Metalclad is an American landfill management firm.
Company type | Private company |
---|---|
Industry | Waste Management |
Founded | 1933 |
Headquarters | |
Key people | David Trueblood (President) |
Services | asbestos abatement |
Guadalcázar landfill
editMetalclad bought a landfill site in Mexico's city of Guadalcázar from a Mexican company Coterin in 1993. Coterin had planned to develop a hazardous waste landfill on the site but were unable to secure the necessary permits from the local government. Metalclad were able to obtain land use permits from the Mexican federal government, but local governments did not respond to their application for a building permit, neither allowing nor denying the site.[1] The mayor of the city was opposed to the landfill because of the amount of toxic waste in it and the threat to the local water supply.
In 1992, before Metalclad purchased the site, a review by Mexican environmental officials found that over twenty thousand tons of hazardous waste had been improperly dumped.[1] The officials agreed to allow the dump to continue processing and to issue permits on the condition that Metalclad clean up the improperly dumped materials.
In 1993, Metalclad purchased the landfill. Locals complained that they were getting sick, developing aggressive diseases, and that their water was polluted.[1] The main water well was about 60 yards from the stream flowing through the location where Metalclad was dumping its material. A 1994 environmental study by commissioned by the new governor found that the dump was appropriately sited (located) and could continue operations.
In 1995, the Mexican Secretariat of the Environment and Natural Resources authorized the operations of the landfill with the condition that Metalclad agree to clean up the improperly disposed hazardous materials.
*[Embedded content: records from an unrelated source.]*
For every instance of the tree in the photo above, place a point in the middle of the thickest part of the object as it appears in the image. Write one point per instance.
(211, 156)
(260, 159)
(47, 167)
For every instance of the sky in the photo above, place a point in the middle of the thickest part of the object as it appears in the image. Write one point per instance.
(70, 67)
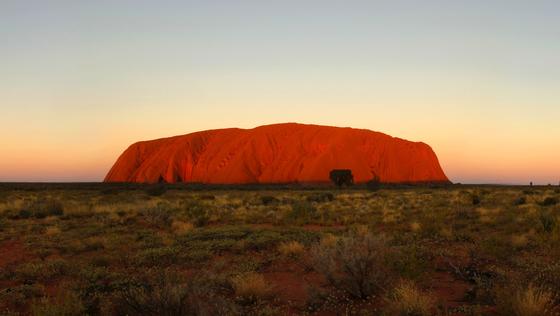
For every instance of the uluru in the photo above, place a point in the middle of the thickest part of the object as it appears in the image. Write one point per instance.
(278, 153)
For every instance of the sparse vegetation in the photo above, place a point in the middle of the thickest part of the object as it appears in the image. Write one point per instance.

Local authorities then denied the building permit. A court case determined that the permit denial meant that Metalclad was required to cease operating the site.
In 1997, Metalclad sued the Mexican Government for damages under Chapter 11 of NAFTA for $90 million and was awarded by an ICSID arbitration panel $16.7 million.[2] This award was later reduced by $1.1 million to $15.6 million, by review in the courts of British Columbia (the jurisdiction where the NAFTA hearing was held) due to a recalculation of the applicable interest period.